Evaluer le nombre de victimes au Darfour: un exercice qui fait débat

NEW YORK (AFP) — Lorsqu'un haut responsable de l'ONU a annoncé cette semaine une nouvelle estimation du nombre de personnes mortes au Darfour des suites de la guerre civile, le portant à 300.000, le débat sur la précision de ce type de statistiques a été relancé.

"Une étude en 2006 avait fait état de 200.000 morts des effets combinés du conflit. Ce chiffre doit être plus élevé maintenant, peut-être de 50%", a déclaré devant le Conseil de sécurité John Holmes, coordinateur du secrétaire général adjoint de l'ONU pour les affaires humanitaires.

Ce total inclut les victimes décédées lors de combats, mais aussi des conséquences de la guerre comme la famine et les maladies, au cours des cinq années de conflit dans cette région de l'ouest du Soudan.
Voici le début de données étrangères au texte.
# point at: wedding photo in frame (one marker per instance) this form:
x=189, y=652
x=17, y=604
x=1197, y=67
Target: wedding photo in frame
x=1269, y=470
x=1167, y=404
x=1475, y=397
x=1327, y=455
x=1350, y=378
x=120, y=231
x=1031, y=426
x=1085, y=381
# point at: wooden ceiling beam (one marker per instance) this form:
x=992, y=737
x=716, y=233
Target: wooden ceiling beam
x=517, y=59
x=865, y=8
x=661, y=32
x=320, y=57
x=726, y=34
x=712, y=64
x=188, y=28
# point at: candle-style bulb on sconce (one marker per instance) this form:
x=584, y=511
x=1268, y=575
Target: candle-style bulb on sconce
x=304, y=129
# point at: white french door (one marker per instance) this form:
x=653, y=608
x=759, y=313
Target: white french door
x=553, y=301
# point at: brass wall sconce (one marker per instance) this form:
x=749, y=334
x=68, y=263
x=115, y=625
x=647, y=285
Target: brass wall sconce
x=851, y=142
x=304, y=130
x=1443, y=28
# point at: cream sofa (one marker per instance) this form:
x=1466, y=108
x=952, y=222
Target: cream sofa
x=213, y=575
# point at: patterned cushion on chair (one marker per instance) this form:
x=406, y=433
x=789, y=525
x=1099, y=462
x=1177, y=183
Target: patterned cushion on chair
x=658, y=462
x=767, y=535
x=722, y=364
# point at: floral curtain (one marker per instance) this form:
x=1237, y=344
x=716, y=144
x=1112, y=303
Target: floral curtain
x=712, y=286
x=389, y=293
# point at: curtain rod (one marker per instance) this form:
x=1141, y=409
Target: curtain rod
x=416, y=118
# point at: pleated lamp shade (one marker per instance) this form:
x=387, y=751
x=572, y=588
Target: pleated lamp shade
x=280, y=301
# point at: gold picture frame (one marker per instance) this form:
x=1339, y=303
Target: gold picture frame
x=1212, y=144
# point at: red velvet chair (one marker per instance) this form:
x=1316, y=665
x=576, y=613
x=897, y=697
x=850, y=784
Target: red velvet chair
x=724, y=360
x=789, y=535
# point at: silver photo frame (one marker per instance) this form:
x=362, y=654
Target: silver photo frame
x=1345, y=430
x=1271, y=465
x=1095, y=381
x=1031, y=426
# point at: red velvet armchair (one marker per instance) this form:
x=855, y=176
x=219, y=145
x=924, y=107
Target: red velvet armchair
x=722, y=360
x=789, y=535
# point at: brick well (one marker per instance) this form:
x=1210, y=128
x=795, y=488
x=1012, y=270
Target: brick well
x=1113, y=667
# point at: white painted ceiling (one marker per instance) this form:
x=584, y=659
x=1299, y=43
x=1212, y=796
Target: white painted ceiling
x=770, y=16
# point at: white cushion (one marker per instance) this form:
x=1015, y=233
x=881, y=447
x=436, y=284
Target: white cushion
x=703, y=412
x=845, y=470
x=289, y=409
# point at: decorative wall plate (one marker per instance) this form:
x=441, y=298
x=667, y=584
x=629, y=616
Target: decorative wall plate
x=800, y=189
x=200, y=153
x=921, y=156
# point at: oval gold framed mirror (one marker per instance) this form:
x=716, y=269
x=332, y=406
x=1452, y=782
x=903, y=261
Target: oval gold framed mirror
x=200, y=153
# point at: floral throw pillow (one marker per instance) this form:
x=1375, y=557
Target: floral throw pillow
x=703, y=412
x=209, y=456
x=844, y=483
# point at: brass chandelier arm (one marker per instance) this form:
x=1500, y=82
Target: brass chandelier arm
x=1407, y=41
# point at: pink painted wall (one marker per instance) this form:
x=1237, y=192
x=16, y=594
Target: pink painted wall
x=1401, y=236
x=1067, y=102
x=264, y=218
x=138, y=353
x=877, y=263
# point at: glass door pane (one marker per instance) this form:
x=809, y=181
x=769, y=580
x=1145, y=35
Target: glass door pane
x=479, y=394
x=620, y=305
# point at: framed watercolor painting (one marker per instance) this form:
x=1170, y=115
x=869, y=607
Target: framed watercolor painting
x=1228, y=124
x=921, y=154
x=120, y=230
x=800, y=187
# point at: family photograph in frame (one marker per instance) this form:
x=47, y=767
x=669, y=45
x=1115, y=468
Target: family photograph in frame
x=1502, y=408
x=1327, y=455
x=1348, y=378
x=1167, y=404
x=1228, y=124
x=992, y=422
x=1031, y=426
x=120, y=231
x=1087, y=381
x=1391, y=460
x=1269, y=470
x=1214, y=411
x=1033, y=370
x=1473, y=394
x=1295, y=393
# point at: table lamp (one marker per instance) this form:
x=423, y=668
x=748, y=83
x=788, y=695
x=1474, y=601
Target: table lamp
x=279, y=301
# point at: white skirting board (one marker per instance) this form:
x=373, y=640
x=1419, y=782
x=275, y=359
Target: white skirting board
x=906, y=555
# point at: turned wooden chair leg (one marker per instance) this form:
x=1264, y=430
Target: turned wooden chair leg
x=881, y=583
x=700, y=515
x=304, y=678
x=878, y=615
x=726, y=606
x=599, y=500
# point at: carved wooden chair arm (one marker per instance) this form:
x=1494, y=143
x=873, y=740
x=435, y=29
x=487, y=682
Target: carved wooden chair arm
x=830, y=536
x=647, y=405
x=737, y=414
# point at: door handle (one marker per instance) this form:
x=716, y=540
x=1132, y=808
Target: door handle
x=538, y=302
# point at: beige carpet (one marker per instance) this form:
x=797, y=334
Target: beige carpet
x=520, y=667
L'estimation précédente de 200.000 morts avait été faite sur la base d'une étude de l'Organisation mondiale de la santé (OMS). "Nous sommes maintenant deux ans plus tard, c'est donc une extrapolation raisonnable de dire que ce n'est plus 200.000 et que cela doit être nettement plus que cela", a-t-il dit. "Je ne cherche pas à donner un chiffre exact", a-t-il toutefois insisté.

Pour Eric Reeves, un universitaire spécialiste du Soudan au Smith College de Northampton (Massachusetts, nord-est), le chiffre de John Holmes est "très, très conservateur". Il avance le chiffre de "500.000 sur la base de données de la Coalition of International Justice (CIJ), qui suggère que fin 2004 plus de 200.000 personnes étaient décédées de morts violentes".
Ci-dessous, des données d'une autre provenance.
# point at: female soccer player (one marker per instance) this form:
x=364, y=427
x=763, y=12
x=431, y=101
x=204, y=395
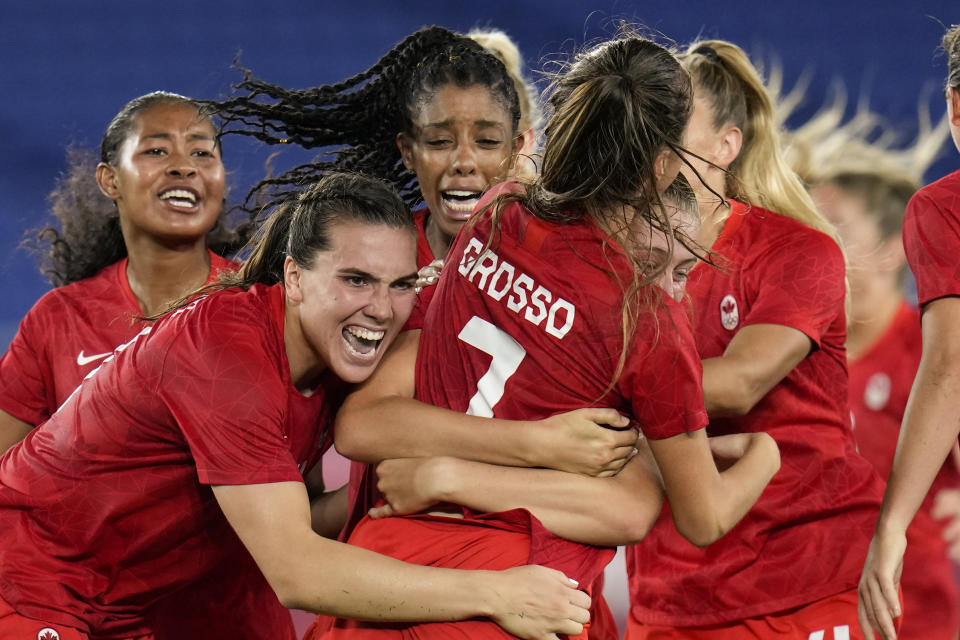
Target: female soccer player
x=203, y=423
x=135, y=231
x=931, y=238
x=438, y=117
x=883, y=352
x=770, y=328
x=130, y=243
x=510, y=335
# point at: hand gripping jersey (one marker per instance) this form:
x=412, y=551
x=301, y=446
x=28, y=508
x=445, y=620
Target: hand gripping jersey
x=880, y=382
x=107, y=508
x=931, y=235
x=526, y=323
x=806, y=538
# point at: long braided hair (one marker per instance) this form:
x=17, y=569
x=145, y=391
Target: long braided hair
x=354, y=123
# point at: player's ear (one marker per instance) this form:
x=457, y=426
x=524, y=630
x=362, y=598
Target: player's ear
x=107, y=181
x=292, y=274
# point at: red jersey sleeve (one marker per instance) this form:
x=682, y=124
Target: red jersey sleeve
x=221, y=380
x=931, y=237
x=24, y=384
x=799, y=280
x=663, y=377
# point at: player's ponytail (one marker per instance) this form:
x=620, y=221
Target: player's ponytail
x=301, y=227
x=951, y=45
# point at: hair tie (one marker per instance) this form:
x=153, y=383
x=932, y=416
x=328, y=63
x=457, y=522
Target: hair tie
x=708, y=52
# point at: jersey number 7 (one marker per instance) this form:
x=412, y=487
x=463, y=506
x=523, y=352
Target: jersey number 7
x=506, y=355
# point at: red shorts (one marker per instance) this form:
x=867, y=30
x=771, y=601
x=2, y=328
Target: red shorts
x=833, y=618
x=13, y=626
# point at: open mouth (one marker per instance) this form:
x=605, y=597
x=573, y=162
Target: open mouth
x=461, y=202
x=180, y=198
x=362, y=342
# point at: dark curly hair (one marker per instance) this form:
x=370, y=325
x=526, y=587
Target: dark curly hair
x=86, y=236
x=357, y=121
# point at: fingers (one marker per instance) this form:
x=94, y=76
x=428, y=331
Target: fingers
x=863, y=605
x=606, y=417
x=877, y=609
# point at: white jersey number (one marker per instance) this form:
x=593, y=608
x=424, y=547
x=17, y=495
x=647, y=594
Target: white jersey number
x=506, y=354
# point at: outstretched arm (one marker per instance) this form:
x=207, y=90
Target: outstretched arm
x=931, y=423
x=603, y=511
x=381, y=420
x=311, y=572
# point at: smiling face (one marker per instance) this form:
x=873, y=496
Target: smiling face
x=462, y=143
x=345, y=310
x=168, y=178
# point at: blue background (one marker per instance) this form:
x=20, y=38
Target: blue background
x=67, y=67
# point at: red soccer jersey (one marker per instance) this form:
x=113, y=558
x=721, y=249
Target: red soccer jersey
x=511, y=335
x=362, y=491
x=807, y=536
x=931, y=235
x=880, y=382
x=66, y=335
x=106, y=508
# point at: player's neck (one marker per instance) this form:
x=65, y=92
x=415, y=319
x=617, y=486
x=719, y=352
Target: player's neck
x=439, y=242
x=159, y=276
x=871, y=314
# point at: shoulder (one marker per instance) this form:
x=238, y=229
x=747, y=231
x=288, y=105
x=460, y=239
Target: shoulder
x=772, y=233
x=942, y=195
x=98, y=291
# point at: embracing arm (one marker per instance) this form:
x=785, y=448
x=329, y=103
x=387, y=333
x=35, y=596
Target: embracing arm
x=311, y=572
x=705, y=502
x=607, y=511
x=12, y=430
x=931, y=423
x=758, y=357
x=381, y=420
x=328, y=509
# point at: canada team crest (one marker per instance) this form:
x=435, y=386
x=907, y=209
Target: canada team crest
x=877, y=392
x=729, y=313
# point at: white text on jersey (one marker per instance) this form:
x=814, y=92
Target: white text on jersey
x=497, y=277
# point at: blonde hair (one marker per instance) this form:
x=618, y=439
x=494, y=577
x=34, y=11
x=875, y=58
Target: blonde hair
x=760, y=175
x=864, y=157
x=499, y=44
L'ambassadeur du Soudan à l'ONU, Abdalmahmood Abdalhaleem Mohamad, a lui qualifié l'estimation de M. Holmes de "non objective". "Selon nos propres calculs, le nombre des morts n'excède pas 10.000", a-t-il ajouté, précisant que ce chiffre n'incluait que les décès dus aux violences. "Il n'y a pas d'épidémie ni de famine au Darfour", a-t-il affirmé.

Tenter d'évaluer la mortalité au Darfour est une tache ardue pour les travailleurs humanitaires sur place, qui font face à des tactiques d'intimidation et de harcèlement de la part des autorités soudanaises.

Dans ce contexte, certains experts ont questionné la crédibilité de certaines organisations militant pour la cause du Darfour, les accusant de gonfler les chiffres pour sensibiliser davantage l'opinion publique.

Dans uns tribune publiée dans le Financial times en 2005, Debarati Guha-Sapir, responsable du Center for Research on the Epidemiology of Disasters (CRED) et épidemiologiste à l'Université catholique de Louvain à Bruxelles, mettait en garde contre "des chiffres sensationnels qui n'aident pas la cause du Darfour".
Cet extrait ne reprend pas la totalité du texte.